In the same letter in which Capo questioned Daggett’s commitment to good-faith bargaining, the USMX chairman noted that three groups have expressed “concerns….(about) the lack of progress in negotiations.” The three groups – the National Retail Federation, the Retail Industry Leaders Association and the Waterfront Coalition – represent companies that ship millions of containers a year into the United States and would be directly impacted by an ILA strike or slowdown. The overlapping membership of the groups include virtually every large retailer in the country, including Walmart, Costco, Target, Sears, K Mart and many others.
The same concerns showed up in a survey conducted in June by the Journal of Commerce. Long known for its coverage of shipping, logistics and trade, the Journal found that 75 percent of respondents consider a labor disruption likely this year. Some 68 percent said they have contingency plans to divert cargo from ILA ports on the East and Gulf coasts to ports on the West Coast, where the International Longshore & Warehouse Union (ILWU) maintains a separate labor agreement with waterfront employers.

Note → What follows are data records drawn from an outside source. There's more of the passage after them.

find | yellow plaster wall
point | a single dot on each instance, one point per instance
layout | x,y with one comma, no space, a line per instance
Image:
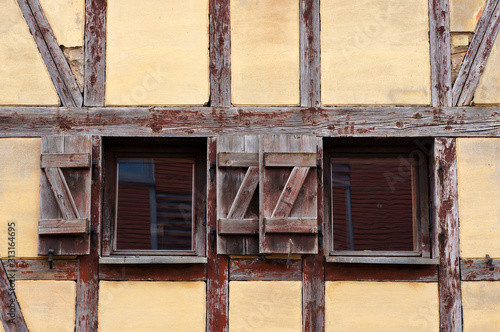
375,52
265,306
157,52
25,80
464,14
488,89
47,305
381,306
19,193
478,172
481,305
152,306
265,67
67,19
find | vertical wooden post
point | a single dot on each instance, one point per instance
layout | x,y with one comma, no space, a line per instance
218,265
439,34
87,288
313,268
95,52
310,94
220,54
447,233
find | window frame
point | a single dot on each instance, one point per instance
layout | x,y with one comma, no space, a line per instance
379,150
115,148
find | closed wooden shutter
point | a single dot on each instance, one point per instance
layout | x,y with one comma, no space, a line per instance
288,179
65,184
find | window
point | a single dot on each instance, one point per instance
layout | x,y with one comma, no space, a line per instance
155,190
377,198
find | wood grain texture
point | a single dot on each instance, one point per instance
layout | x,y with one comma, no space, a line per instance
57,66
480,270
269,269
95,52
447,233
220,54
439,36
218,265
477,54
310,93
207,121
87,291
10,312
38,269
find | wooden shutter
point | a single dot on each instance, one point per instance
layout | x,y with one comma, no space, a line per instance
237,194
288,190
65,182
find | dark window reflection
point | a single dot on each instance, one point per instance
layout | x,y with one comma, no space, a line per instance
373,205
155,203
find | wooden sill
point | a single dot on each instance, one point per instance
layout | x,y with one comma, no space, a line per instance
152,260
383,260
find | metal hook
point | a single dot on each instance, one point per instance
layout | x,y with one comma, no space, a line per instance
51,259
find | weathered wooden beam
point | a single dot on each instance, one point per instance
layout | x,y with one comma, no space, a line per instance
218,265
439,37
87,286
269,269
447,233
38,269
310,93
95,52
477,54
10,312
207,121
480,270
220,54
57,66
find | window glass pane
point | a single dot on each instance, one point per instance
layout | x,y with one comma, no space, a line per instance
373,205
155,203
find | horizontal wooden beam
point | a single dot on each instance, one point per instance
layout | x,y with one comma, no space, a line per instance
65,160
209,121
480,269
39,269
269,269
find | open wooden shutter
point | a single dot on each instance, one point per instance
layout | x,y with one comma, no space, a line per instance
65,183
288,190
237,194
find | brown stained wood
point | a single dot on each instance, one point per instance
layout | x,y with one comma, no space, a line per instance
269,269
62,193
480,270
153,272
65,160
69,182
238,226
39,269
10,313
439,37
57,66
447,233
220,53
87,286
245,194
207,121
238,159
289,159
310,94
291,225
374,272
95,52
477,54
63,226
290,192
218,265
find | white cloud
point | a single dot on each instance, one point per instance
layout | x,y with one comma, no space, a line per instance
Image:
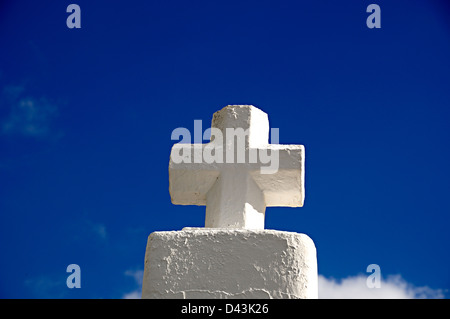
28,116
393,287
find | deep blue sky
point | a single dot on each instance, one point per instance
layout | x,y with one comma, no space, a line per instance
86,117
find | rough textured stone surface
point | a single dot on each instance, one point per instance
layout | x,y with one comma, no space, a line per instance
229,263
237,193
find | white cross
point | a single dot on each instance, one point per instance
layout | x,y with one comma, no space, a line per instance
236,194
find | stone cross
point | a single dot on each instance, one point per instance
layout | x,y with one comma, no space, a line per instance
235,181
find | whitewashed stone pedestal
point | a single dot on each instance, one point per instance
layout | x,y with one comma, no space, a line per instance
229,263
236,176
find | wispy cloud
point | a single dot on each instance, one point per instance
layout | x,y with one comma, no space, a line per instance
28,116
46,286
393,287
138,276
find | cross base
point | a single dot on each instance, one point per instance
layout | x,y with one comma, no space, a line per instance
230,263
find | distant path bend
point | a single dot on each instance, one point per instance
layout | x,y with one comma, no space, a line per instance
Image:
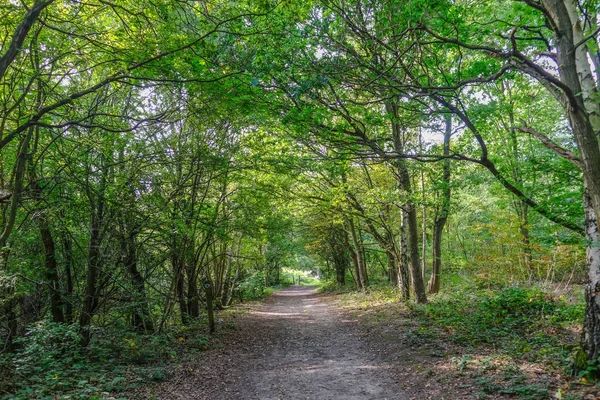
294,346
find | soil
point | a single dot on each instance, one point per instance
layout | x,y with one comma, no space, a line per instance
296,345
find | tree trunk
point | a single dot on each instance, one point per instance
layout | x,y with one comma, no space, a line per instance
91,291
442,217
141,320
591,327
403,274
51,272
357,257
354,257
68,297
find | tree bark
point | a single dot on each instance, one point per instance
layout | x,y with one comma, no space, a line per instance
403,274
442,216
591,326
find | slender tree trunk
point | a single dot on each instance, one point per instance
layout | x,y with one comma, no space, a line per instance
193,304
51,272
591,327
392,267
141,320
442,217
403,274
91,291
424,222
68,297
357,257
410,211
354,257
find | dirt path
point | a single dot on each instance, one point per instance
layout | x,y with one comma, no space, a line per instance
295,346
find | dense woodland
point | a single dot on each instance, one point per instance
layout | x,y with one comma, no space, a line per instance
150,149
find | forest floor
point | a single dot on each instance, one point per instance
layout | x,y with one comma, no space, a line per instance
295,345
300,344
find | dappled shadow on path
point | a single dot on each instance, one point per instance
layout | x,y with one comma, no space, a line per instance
295,346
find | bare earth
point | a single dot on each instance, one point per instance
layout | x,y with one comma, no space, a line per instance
296,345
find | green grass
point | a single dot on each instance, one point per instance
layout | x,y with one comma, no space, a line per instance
494,336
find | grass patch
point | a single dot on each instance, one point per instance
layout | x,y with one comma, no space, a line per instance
49,362
511,341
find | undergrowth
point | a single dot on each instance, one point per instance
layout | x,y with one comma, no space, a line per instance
49,362
493,332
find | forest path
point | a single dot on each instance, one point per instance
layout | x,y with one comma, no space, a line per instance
296,345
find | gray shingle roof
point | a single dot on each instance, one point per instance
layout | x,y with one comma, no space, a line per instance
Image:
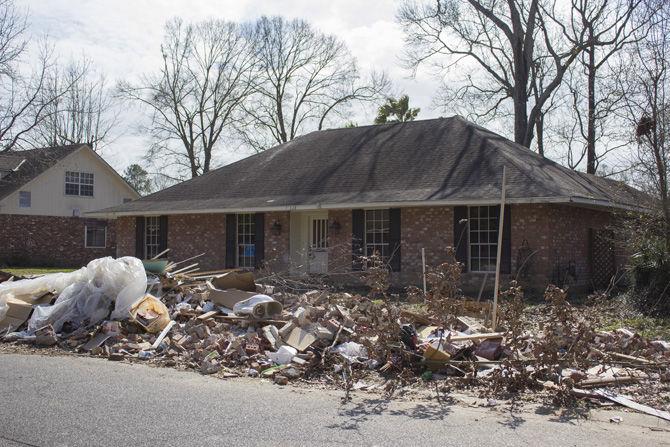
445,160
35,162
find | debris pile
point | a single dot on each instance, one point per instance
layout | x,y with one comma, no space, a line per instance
225,323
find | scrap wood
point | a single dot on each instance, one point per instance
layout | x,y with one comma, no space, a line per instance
159,254
628,402
174,264
207,315
609,381
417,318
476,336
629,357
163,333
183,269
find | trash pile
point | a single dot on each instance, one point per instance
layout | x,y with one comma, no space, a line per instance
224,323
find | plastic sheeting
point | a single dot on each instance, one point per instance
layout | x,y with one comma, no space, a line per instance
85,296
259,306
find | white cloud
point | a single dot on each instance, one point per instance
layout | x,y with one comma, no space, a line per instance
123,38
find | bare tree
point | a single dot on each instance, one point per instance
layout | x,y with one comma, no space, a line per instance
305,79
22,106
207,73
79,109
647,107
605,27
502,43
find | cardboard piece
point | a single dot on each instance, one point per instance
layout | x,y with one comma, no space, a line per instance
229,297
96,341
240,280
17,314
300,339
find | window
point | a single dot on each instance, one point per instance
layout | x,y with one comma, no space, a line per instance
377,233
246,240
151,236
483,234
96,236
78,183
24,199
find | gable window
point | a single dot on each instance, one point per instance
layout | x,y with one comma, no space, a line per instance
96,236
24,199
377,229
151,236
246,241
483,236
78,183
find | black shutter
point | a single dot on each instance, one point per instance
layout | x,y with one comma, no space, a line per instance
394,239
259,223
231,240
461,235
506,253
162,234
357,238
139,237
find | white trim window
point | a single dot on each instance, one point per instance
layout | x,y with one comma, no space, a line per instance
79,183
246,240
377,231
151,236
24,199
483,237
95,236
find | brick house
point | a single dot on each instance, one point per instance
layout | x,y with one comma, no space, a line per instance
317,203
44,194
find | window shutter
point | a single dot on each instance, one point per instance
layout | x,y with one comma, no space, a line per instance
394,239
506,253
259,224
139,237
461,235
162,233
357,238
231,240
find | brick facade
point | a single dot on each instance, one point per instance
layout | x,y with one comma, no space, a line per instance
277,251
339,241
49,241
192,234
556,235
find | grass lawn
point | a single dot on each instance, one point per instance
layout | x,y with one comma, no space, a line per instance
27,271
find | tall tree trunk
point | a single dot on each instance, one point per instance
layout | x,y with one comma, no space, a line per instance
591,126
539,129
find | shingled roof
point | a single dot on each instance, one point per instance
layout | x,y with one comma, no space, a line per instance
19,167
443,161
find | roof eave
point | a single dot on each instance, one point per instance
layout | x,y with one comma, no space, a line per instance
352,205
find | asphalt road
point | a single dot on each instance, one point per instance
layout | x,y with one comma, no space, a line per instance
85,401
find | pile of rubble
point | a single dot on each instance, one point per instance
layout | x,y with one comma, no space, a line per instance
224,323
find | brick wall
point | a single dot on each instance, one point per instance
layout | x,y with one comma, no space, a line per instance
277,251
558,235
339,241
125,238
192,234
49,241
431,228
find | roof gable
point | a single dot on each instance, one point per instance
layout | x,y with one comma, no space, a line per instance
438,160
34,163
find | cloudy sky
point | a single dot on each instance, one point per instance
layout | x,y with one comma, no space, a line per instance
122,37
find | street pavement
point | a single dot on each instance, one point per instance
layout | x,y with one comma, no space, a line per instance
79,401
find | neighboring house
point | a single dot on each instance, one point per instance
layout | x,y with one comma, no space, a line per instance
44,194
320,201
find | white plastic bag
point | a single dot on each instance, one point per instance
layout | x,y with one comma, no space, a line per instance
351,351
259,306
85,295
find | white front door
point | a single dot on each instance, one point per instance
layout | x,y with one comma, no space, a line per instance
318,243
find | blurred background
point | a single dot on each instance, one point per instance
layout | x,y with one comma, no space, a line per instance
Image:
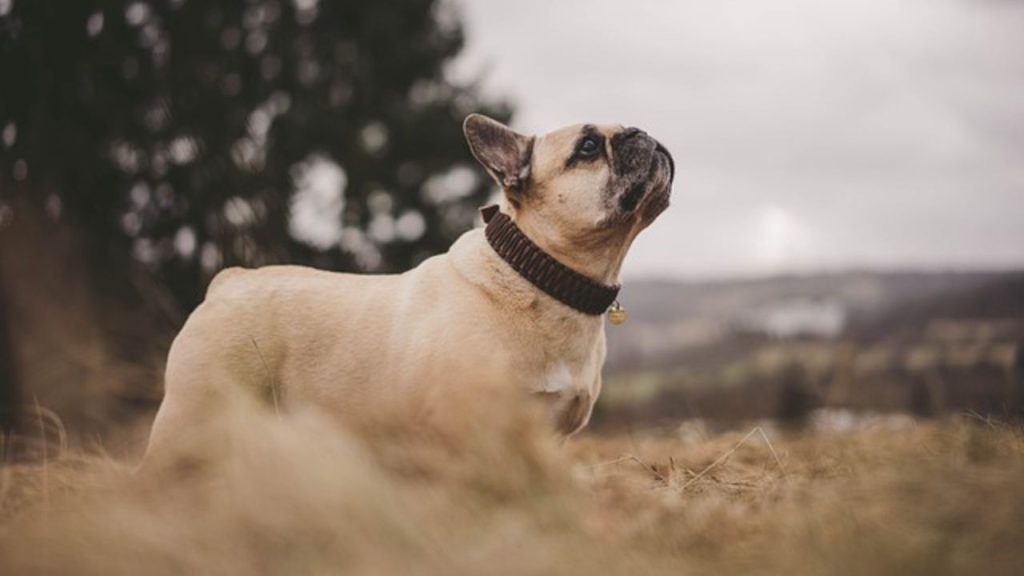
845,238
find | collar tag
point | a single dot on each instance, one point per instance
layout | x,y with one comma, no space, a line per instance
616,314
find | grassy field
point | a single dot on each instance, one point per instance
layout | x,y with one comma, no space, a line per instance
298,495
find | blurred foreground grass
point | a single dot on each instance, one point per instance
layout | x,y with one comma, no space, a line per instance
298,495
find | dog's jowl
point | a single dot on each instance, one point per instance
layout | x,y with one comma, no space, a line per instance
519,302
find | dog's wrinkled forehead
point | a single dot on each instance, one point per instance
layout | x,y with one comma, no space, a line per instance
554,151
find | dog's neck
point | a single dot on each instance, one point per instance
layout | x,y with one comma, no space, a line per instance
562,283
477,262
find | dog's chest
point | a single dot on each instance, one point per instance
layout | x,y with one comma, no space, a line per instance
563,378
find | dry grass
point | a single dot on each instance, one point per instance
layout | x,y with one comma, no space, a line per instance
299,495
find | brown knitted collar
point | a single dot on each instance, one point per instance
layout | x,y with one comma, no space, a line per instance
554,278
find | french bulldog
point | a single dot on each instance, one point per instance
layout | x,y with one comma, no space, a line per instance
520,302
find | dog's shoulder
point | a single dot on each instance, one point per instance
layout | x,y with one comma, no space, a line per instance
237,278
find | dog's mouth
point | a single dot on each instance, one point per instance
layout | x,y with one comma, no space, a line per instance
658,149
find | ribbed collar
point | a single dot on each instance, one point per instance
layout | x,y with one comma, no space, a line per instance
543,271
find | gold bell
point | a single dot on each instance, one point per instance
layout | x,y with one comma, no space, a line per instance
616,314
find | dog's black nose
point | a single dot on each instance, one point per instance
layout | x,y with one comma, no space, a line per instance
632,131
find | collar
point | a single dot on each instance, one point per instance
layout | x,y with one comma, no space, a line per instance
543,271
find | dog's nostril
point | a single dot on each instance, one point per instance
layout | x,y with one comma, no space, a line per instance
632,131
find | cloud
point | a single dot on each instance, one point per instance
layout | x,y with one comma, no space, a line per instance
891,131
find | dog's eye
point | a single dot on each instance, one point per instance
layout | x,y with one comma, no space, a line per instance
589,147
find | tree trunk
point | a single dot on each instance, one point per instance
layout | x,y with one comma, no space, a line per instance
76,351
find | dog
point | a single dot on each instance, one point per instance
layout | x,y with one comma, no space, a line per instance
519,301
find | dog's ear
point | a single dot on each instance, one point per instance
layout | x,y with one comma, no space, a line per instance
505,153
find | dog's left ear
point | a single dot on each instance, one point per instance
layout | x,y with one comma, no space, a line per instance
505,153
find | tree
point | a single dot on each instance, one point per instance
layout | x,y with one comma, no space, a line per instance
177,136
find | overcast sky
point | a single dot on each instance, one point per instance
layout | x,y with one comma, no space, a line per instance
808,134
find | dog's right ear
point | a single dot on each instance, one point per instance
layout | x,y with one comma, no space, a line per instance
505,153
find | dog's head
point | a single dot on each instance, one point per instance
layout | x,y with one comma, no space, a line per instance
579,188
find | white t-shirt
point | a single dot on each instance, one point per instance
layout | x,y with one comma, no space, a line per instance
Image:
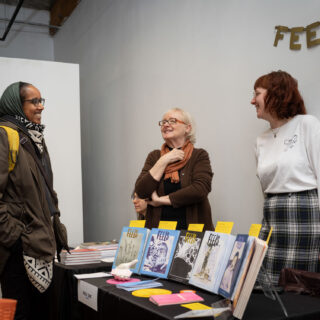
290,162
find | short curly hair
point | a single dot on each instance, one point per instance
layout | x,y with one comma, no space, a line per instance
283,98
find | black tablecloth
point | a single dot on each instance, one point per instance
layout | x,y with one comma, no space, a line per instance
125,306
65,305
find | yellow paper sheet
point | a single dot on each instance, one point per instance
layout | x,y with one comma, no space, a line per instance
137,223
255,230
224,226
196,227
168,225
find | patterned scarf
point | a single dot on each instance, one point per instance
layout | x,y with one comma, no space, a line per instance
173,168
35,130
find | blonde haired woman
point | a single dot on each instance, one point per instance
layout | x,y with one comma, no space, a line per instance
177,178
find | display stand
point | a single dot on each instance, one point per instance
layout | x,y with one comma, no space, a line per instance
270,291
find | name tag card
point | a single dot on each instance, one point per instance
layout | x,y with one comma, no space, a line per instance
137,223
255,230
196,306
196,227
168,225
224,227
88,294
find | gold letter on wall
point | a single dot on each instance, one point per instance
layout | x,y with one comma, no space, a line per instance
294,38
279,36
312,34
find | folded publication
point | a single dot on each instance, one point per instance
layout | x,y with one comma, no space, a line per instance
175,298
243,294
159,252
212,260
232,270
185,255
131,246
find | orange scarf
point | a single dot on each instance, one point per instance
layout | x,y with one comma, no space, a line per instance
171,170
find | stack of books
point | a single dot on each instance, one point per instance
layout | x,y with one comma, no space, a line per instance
221,263
80,256
107,249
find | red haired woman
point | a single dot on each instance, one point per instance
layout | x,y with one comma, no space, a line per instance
288,166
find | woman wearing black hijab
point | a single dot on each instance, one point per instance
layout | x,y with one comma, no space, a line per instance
30,229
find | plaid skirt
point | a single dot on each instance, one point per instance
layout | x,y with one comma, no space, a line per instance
295,239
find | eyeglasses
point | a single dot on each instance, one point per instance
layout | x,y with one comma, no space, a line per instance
36,101
170,121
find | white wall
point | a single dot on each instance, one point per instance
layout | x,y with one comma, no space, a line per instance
139,58
59,85
24,41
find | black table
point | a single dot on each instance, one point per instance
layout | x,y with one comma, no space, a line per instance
65,305
120,302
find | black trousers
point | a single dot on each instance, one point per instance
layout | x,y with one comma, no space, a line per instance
15,284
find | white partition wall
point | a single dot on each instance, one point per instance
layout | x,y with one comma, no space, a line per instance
59,85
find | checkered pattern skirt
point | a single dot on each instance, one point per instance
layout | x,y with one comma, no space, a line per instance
295,239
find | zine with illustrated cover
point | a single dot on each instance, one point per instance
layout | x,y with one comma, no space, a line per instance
131,246
159,252
185,255
231,272
211,261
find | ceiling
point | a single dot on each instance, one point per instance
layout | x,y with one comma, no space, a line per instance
59,10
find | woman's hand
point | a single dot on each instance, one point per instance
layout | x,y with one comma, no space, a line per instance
157,201
173,156
158,169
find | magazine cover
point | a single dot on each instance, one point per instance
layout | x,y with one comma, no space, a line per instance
131,246
211,261
159,252
244,268
231,272
185,255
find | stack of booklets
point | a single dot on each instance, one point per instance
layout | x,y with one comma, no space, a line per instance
175,298
80,256
108,249
221,263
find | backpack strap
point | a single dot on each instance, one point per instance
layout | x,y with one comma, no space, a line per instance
13,140
27,145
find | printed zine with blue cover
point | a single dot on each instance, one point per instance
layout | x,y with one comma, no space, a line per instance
159,252
232,270
212,260
185,255
131,246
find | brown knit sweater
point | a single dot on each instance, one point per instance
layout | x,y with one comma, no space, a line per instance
196,179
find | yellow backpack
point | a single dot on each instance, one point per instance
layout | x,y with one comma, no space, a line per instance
13,140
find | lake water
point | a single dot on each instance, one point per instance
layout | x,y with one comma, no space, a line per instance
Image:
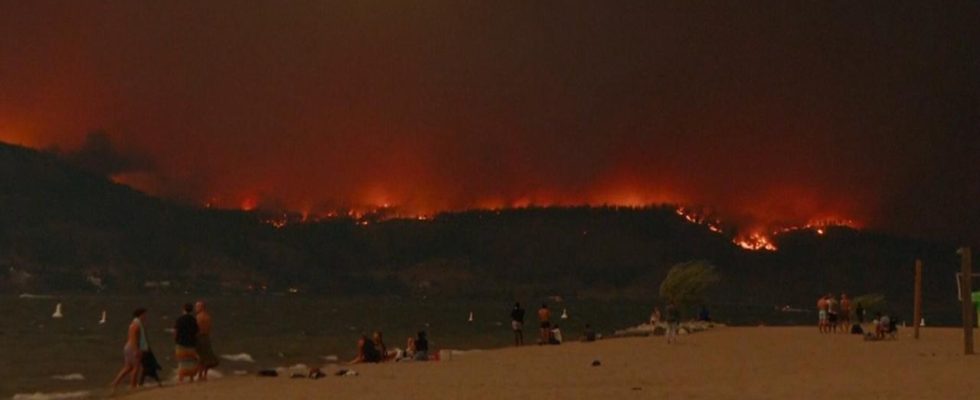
278,330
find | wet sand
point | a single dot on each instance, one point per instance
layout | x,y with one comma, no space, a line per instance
723,363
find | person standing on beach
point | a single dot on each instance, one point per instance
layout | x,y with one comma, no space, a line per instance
133,351
204,351
517,324
833,309
673,322
544,317
822,313
845,312
185,339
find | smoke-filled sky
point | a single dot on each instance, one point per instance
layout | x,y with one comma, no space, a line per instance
766,112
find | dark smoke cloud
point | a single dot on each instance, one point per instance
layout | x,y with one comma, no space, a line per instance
98,154
774,112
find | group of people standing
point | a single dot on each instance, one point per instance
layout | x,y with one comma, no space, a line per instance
193,352
834,315
548,333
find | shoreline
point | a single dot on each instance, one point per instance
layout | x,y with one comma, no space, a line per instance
733,362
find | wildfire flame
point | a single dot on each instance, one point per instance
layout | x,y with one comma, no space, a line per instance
756,240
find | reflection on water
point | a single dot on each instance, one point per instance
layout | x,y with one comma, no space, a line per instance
273,330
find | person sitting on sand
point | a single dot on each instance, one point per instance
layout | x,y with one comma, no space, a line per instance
883,326
379,345
655,317
206,354
544,317
185,340
421,347
410,349
673,322
366,352
132,350
554,337
589,334
517,324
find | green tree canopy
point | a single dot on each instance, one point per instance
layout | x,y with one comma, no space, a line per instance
686,283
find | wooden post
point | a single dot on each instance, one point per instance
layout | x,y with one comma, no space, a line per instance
966,279
917,315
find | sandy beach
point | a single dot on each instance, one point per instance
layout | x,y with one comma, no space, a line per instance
724,363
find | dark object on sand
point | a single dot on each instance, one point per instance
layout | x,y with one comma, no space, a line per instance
315,373
150,367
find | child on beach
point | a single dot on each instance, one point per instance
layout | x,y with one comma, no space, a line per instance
366,351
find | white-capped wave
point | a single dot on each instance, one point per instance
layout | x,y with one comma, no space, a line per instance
240,357
81,394
35,296
69,377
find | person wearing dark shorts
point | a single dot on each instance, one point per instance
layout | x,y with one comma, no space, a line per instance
517,324
544,317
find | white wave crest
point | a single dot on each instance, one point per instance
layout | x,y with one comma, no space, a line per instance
81,394
69,377
240,357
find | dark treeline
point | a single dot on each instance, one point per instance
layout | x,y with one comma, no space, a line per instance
65,229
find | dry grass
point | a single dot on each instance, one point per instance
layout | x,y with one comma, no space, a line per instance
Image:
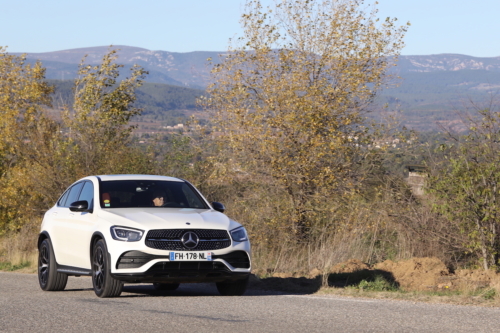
18,249
487,297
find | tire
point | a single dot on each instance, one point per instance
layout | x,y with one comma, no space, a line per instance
166,286
232,288
48,277
104,284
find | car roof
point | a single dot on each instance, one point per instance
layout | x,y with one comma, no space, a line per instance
137,177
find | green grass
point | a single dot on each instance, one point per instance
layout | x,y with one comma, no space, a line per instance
379,283
7,266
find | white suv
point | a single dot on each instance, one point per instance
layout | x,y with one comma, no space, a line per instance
141,229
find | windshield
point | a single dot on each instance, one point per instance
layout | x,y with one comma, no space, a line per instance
149,193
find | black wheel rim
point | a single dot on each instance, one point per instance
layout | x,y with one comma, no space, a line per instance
43,264
98,268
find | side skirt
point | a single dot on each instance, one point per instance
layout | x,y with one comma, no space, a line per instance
73,271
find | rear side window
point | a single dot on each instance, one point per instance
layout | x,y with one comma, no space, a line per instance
74,192
87,193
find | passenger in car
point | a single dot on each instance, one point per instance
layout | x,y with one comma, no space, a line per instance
158,198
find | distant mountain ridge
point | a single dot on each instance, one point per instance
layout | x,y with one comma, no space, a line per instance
190,69
447,62
429,92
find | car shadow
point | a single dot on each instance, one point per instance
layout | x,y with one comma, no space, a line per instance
267,286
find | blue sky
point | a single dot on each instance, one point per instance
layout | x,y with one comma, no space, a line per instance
470,27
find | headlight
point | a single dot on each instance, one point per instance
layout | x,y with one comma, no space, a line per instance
239,234
126,234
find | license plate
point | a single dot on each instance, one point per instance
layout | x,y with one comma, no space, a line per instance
190,256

“Of course we would have a concern,” if labor relations with the ILA deteriorated, says Lori Robinson, a spokeswoman for spice importer McCormick & Co. Any work stoppage that would halt container movements through any of numerous U.S. ports would have an impact on McCormick’s global business of shipping, processing and distributing spices and related consumer products, she said.
ILA spokesman Jim McNcNamara says that speculation about a strike is premature and there is ample time to reach a new agreement, if USMX is willing to deal fairly with the union.
Other observers note that time could soon run short, because the contract negotiation process entails agreement on a “master contract” covering container handling in all parts, and then a long series of port-by-port contracts to address specific local issues. Any attempt by the ILA and USMX to ease anxiety about possible job actions before September 30 will require some progress on the master contract soon, they said.